Les photons sont bizarres.
Nous le savons. Ce sont des paquets d’énergie électromagnétique sans masse. Ils voyagent à la vitesse de la lumière. Ils ignorent les règles qui imposent de garder les pommes sur les arbres.
Mais il existe une astuce quantique spécifique qui brise le cerveau encore plus que la dualité onde-particule. Cela implique des miroirs. Et des bananes. Ou du moins l’idée de trancher un photon comme un fruit trop mûr.
Des physiciens de l’Université d’Oslo ont posé une question qui n’avait jamais vraiment été posée auparavant. Comment tronquer un photon ?
Si vous coupez une banane en deux, vous obtenez deux moitiés. Si vous coupez un photon en deux, vous n’obtenez pas deux photons.
Vous obtenez un gâchis.
“Étonnamment, nous découvrirons qu’un photon raccourci est un état compliqué impliquant un nombre de photons allant jusqu’à l’infini.”
Les chercheurs ont simulé le retrait d’un obturateur optique – essentiellement un miroir – pendant qu’un photon se reflétait dessus.
Ils voulaient voir ce qui se passe lorsque vous interrompez la réflexion en plein acte.
L’idée fausse des photons infinis
Les mathématiques disent que le résultat est une superposition.
Dans cet état, le photon existe dans plusieurs états à la fois. Lorsque vous le mesurez, vous pourriez trouver zéro photon. Vous pourriez en trouver quelques-uns. Ou, dans la limite théorique extrême, une quantité infinie.
Infini. Photons.
Cela semble impossible. C’est. Mais seulement à cause d’un malentendu courant.
Johannes Skaar, physicien théoricien à l’Université d’Oslo et co-auteur de l’étude, a clarifié la confusion. Il a parlé à ScienceAlert des limites de l’expérience.
Le nombre attendu de photons n’est pas infini.
Cela dépend de la vitesse.
Si vous retirez le miroir lentement, vous obtenez un petit nombre de photons. Si vous le supprimez rapidement, vous obtenez un grand nombre.
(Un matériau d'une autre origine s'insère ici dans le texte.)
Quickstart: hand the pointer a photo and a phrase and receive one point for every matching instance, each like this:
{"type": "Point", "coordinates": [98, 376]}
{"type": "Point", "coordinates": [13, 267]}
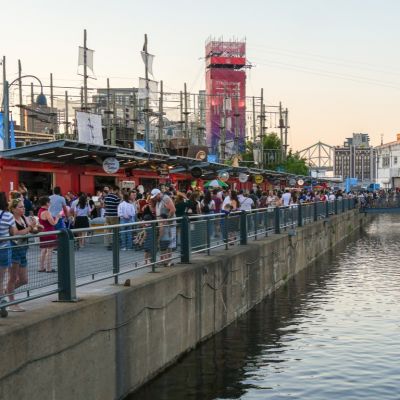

Pour obtenir des photons vraiment infinis, vous devrez retirer le miroir en un rien de temps.
Cela nécessite une vitesse infinie.
La physique ne le permet pas.
Pourquoi l’énergie du vide crée de vraies particules
Alors, pouvez-vous faire cela en pratique ?
Oui.
Un autre mythe veut que tronquer un photon soit trop difficile à réaliser. Skaar dit que c’est faux.
Les photons varient en longueur. Un photon à bande étroite peut s’étendre sur plusieurs mètres. Ou des kilomètres.
Pour un photon aussi long, vous n’avez pas besoin d’un obturateur irréaliste. Il vous suffit de bloquer une partie de son paquet d’ondes.
Le mécanisme est fascinant. En physique classique, un vide est vide. En mécanique quantique, ce n’est pas le cas.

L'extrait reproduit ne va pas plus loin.